4 Nisan 2014

Edith Piaf-Sous le ciel de Paris



Nasıl ve neden olduğunu hatırlamadığım birisi vardı ortaokul yıllarında. Sanırım aşkın içerisindeki o acı tadı ilk defa burada tattım. Kız ve Erkek yurtları farklı binalardaydı ama yemek saatleri sonrasında o ışıkların bir türlü aydınlatamadığı karanlık sahalardaki yarım saatlik arada karşılaşırdık. Sürekli onu gözetlememe rağmen hatunun görüş alanına bir türlü giremedim. Fark ettiremedim kendimi. Önüne sevmediğim çocuğa dalaşıp kavga ettim, olay yerini iki dakikada terk etti. Önünden çarparak hızlıca koştum, kim bu ayı diye bakmadı. Ona çarpan ayıya daldım, arkasına bile bakmadan yürüdü gitti. Ne yaptıysam “Ben buradayım” diyemedim bir türlü. 

Yurtta bir ara moda olan futbol topunu karşıda kalabalık bir şekilde kümelenen kızlara karşı volelemeyi fırsat bildim ilk. Naylon topu alıp şöyle bir havaya bırakıp gelişine tam da onun yüzüne doğru sert bir vole çaktım. Pis oturdu yüzüne ve acıyla karışık bana baktı. Ben ona baktım. O tekrardan bana dik dik baktı. Çok asil durdu acıya karşı. Gönlümüze katmıştık çoktan ama o gün acıyla karışık hüzünlü yüzüne bakınca bir kez daha aşık oldum çünkü çıt çıkarmadan geçip gitti önümden. İşi bu noktaya getirmeyebilirdik belki ama bana başka seçenek bırakmadı. Bir şekilde dokunmalıydım ona, tanıtmalıydım kendimi öyle ya da böyle. 

O gün bir başka uyudum, bana acıyla karışık tiksinme barındıran ifadeyle bakışını hep aklıma getirdim. Yüzümde bir gülümseme. O anda sadece bana baktığını düşündükçe sabahı zor ettim. Kalabalık yurt çocukları korosunda onun için diğer herkesten çok daha farklı bir konumdaydım. Artık ben onun için herhangi birisi değil, yüzüne sağlam bir vole ile topu yapıştıran o geri zekalı çocuktum. Onunla olan ilk iletişimim buydu. 

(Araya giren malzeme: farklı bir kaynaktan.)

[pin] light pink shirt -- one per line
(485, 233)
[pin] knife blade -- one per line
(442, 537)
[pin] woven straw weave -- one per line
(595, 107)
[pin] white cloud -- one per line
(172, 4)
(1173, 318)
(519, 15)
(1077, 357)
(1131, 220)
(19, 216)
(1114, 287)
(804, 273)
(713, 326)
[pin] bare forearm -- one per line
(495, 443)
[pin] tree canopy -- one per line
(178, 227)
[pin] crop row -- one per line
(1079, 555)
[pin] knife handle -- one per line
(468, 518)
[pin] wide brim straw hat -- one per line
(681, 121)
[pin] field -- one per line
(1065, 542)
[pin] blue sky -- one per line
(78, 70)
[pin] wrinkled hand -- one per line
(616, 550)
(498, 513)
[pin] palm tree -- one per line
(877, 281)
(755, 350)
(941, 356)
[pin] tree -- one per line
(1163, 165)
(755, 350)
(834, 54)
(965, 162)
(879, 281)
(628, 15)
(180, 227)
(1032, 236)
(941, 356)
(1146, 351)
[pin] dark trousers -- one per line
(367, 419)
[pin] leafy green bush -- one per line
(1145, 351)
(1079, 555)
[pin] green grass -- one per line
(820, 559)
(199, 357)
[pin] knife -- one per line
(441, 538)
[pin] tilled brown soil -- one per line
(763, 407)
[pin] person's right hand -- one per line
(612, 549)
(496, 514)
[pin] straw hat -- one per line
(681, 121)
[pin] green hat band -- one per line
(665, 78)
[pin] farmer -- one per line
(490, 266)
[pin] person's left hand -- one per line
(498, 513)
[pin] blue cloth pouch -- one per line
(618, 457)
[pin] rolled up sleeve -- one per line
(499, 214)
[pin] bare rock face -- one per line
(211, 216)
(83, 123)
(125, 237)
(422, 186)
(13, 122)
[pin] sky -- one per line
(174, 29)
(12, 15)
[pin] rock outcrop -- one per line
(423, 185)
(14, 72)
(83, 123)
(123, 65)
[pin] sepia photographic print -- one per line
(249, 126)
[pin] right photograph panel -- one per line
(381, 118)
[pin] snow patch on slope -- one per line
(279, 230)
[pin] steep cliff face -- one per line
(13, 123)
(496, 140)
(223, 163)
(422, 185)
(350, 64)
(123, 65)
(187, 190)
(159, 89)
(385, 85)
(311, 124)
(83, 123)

Yurtta kendimi gösterebileceğim alanlar mevcuttu. Matematik söz konusu olduğunda herkes bana gelirdi lakin o benden bir sınıf yukarıda olduğundan çakışmıyor, havamı atamıyordum burada. Tam anlamıyla kahraman olduğum futbol maçlarını izlemez, üst katta olan kavgalarda önüme geleni dövmüş olmamı da göremezdi ama bu ortamın dışarıda yarattığı havayı sezinlediğini düşünüp mutlu olurdum. 

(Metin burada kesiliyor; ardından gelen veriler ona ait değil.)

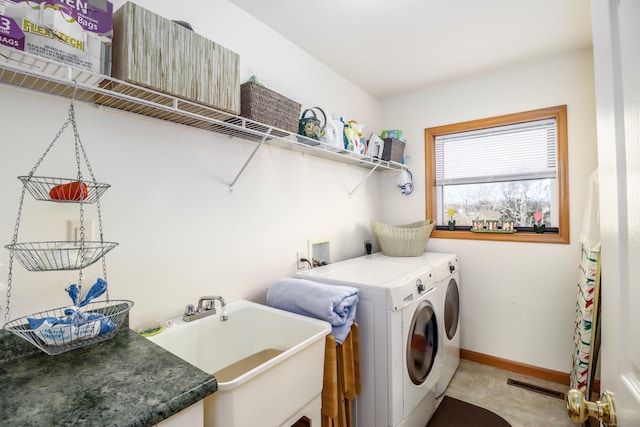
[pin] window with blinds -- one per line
(506, 153)
(507, 169)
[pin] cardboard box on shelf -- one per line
(77, 33)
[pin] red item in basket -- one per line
(71, 191)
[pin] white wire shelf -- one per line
(48, 76)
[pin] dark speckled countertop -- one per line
(123, 381)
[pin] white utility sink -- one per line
(268, 362)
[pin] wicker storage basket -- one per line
(393, 150)
(403, 240)
(268, 107)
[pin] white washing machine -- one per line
(397, 314)
(446, 277)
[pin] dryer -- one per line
(397, 315)
(446, 277)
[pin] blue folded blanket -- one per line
(334, 304)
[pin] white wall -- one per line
(518, 299)
(181, 234)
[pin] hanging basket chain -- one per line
(17, 225)
(79, 148)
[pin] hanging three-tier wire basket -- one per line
(86, 321)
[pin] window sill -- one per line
(521, 236)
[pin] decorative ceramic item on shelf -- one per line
(478, 224)
(538, 226)
(310, 125)
(507, 225)
(452, 222)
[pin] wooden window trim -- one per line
(560, 114)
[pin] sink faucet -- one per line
(206, 307)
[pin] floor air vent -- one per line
(537, 389)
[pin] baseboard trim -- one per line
(521, 368)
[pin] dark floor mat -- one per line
(456, 413)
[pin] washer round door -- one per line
(451, 309)
(422, 345)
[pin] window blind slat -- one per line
(525, 150)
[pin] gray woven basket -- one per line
(403, 240)
(268, 107)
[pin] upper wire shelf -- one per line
(44, 75)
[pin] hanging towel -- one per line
(405, 181)
(590, 233)
(334, 304)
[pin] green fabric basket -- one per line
(403, 240)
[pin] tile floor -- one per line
(487, 387)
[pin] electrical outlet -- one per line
(301, 265)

Yüzünde yarattığım o acı anlardan sonra yine bir iletişim olmayınca buradan yürümeye devam ettim. Özür dileyecektim ondan. Bazen biz yemekten önce gelirdik yemekhaneye. Tam o nokta kızlar ve erkekler yurdunun birleştiği o sıkışık alanda yemek hazır olana kadar mecburen birbirimize değerdik. Kendi grubumun hemen ötesinde kardeşi ve diğerleriyle toplanmış olan A’ya doğru birden gidiverdim, plansız. Özür dileme fikri kafamda vardı ama nasıl bir özür olabilir ki topu durduk yere yüzüne tam bir bilinçle vurduğum insana karşı? Dedim ki yine de ben “Öyle ortalığa atacaktım ama senin tam yüzüne geldi, istemezdim, özür dilerim”. Gülümsedi birden, aklım çıkıyordu. “Geçti gitti, çok acımadı zaten” derken ben eriyordum sanki. Kollarımı yemekhane sırasının olduğu demirlerden geriye çekemiyor, hareket edemiyor, kıpırdayamıyor ve dahası ne söyleyeceğimi de bilmez halde yüzüne bakıyordum. “Çok acıtmamışsa güzel A” dedim istemsizce. “Senin ismin nedir” diye sorunca “Orhan” dedim. “Hafta sonu biz kardeşimle evci çıkmayacağız, sen de buradasın sanırım” dedi. Lan dedim, beni biliyormuş, beni tanıyormuş. 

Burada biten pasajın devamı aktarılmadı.